ANIMATED: Christopher House and Toronto Dance Theatre

 

 

ANIMATED
 
Choreographed by Christopher House
Performers: Yuichiro Inoue, Peter Kelly, Megumi Kokuba, Justin de Luna, Lukas Malkowski, Pulga Muchochoma, James Phillips, Erin Poole, Danah Rosales, Margarita Soria, Christianne Ullmark, Noelle Young
 
Toronto Dance Theatre
Fleck Theatre, Harbourfront, Toronto
November 1-5, 2016

 

REVIEWED BY BEVERLEY DAURIO

For ANIMATED, Christopher House has assembled four fifteen- to twenty-minute works from his repertoire. The pieces, dating back from 2004 to 1984, form a kind of inverted time telescope, both into House’s history as a choreographer, and into aspects of the recent history of modern dance in microcosm.

ANIMATED opens and ends with ensemble pieces. “Martingales” (2004) features a tender social sports theme, with the dancers dressed in thin grey or white jerseys, shorts, and black socks and running shoes. “Martingale” is one of those words rich with multiple meanings and associations. It is a term used in probability; a gambling system where the wagers are doubled; and a leather strap, part of a harness used for limiting a horse’s movement. House subtly mines these meanings.

The movement is casual, sketched and informal and the mood is light yet focused. The two “teams” walk about and blend and meld, and the throwing and catching of silver beanbags around and across the stage, though at times speedy and frenetic, never becomes competitive. There is powerful awareness between the dancers, as they run about the stage, at times almost colliding, and they cooperate gently without really connecting. Dance — sometimes social dancing, polka or waltz-like — arises from the milling and wandering like bubbles of art in the dancers’ boiling energy. They are accompanied on stage by composer and musician Thom Gill, whose rumbling, falling and spacey score provides a liquidly lyrical underpinning. At other times the sudden dance is contemporary and sleek, emerging and disappearing, like future memories or the embodiment of fleeting inspiration.

The second piece, “Fjeld” (Norwegian for “barren plateau”) (1990), consists of three segments, each danced to a different work by Arvo Part, each of which were in turn written after German lied, mediaeval motet and sacred chant. Two women dressed like Greek statues dance a deliberate and at times comic duet; a man and a woman perform as if in stately paintings to a simulacrum of middle ages church music; and finally, three men delicately caress, explore and acknowledge each other’s physical and emotional boundaries. The feel of this piece is classical and worshipful of dance and art itself, with a sense of humour.

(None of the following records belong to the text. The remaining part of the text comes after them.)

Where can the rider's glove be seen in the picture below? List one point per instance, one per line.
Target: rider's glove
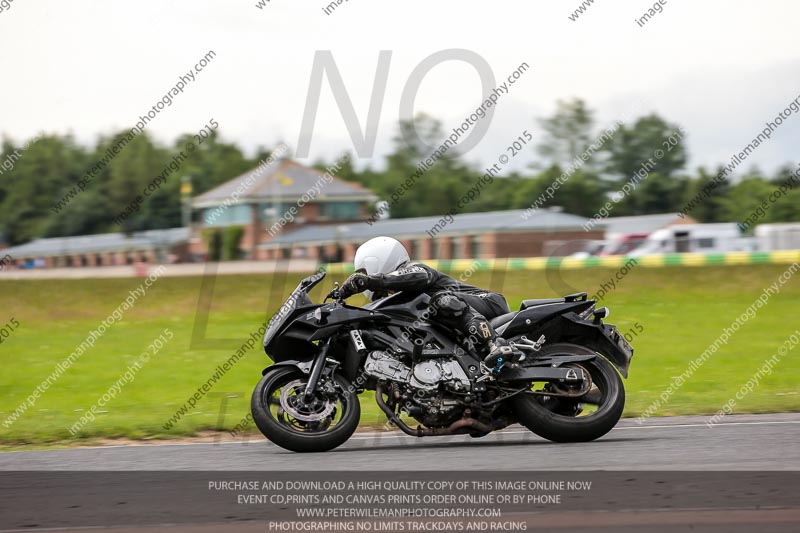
(355, 284)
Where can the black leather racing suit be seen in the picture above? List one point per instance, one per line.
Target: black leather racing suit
(455, 304)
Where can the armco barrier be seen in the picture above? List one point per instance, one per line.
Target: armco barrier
(610, 261)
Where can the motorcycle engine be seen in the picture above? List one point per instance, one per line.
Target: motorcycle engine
(427, 387)
(426, 375)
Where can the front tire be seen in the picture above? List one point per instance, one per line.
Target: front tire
(318, 426)
(560, 420)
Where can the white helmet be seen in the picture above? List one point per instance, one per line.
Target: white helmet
(380, 255)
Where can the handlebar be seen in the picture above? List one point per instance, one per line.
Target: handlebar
(335, 294)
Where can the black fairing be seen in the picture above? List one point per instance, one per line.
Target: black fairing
(539, 315)
(296, 339)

The third piece, “Colder Ink” (1994), for four dancers (Kokuba, Ullmark, Inoue, de Luna), shifts mood and focus; the clunking, machine-inspired score by Tim Brady drives harder, angular movement that seems to want to escape from the stage, but cannot. Sudden solos emerge from grouped work; animal forms, including rabbits and birds, seem to take shape in the movement and then dissipate.

The last piece, “Animated Shorts” (1984), is an elegantly imagined ensemble work danced amid rough rectangles of light that shift and change in number, size and position. The costumes are flowing, pastel dresses and loose trousers, with a strong modern ethos. The score, by Michael J. Baker, and performed by ARRAYMUSIC, moves in and out of organ music with flavours of bebop and free jazz, including a few cartoonish horn passages that work sonically against the swirls and sensual shifts of the dancers. Every element of movement is sweeping and clear, and feels like the purest of pure dance, Duncan and Graham influenced, distant from any specific message, distant from worry, celebrating joy.

The dancers are wonderfully definitive, sharp, and execute difficult and challenging passages flawlessly throughout. The principal dancers who perform major solos, including Yuichiro Inoue, Megumi Kokuba, Justin de Luna, Pulga Muchochoma, James Phillips, Erin Poole and Christianne Ullmark are constantly impressive.

The intense, precise beauty of this show leads me to ask if pure dance is really, somehow, also political. Is there a politics of concentration, of hard work, of knowing history, of total caring and attention to detail? In these fraught weeks leading up to the disruptive American presidential election, there is something utterly anodyne and settling about watching this ninety-minute show, with its urging to focus, contemplate and sink into the pure, meditative appreciation of brilliant and accomplished art.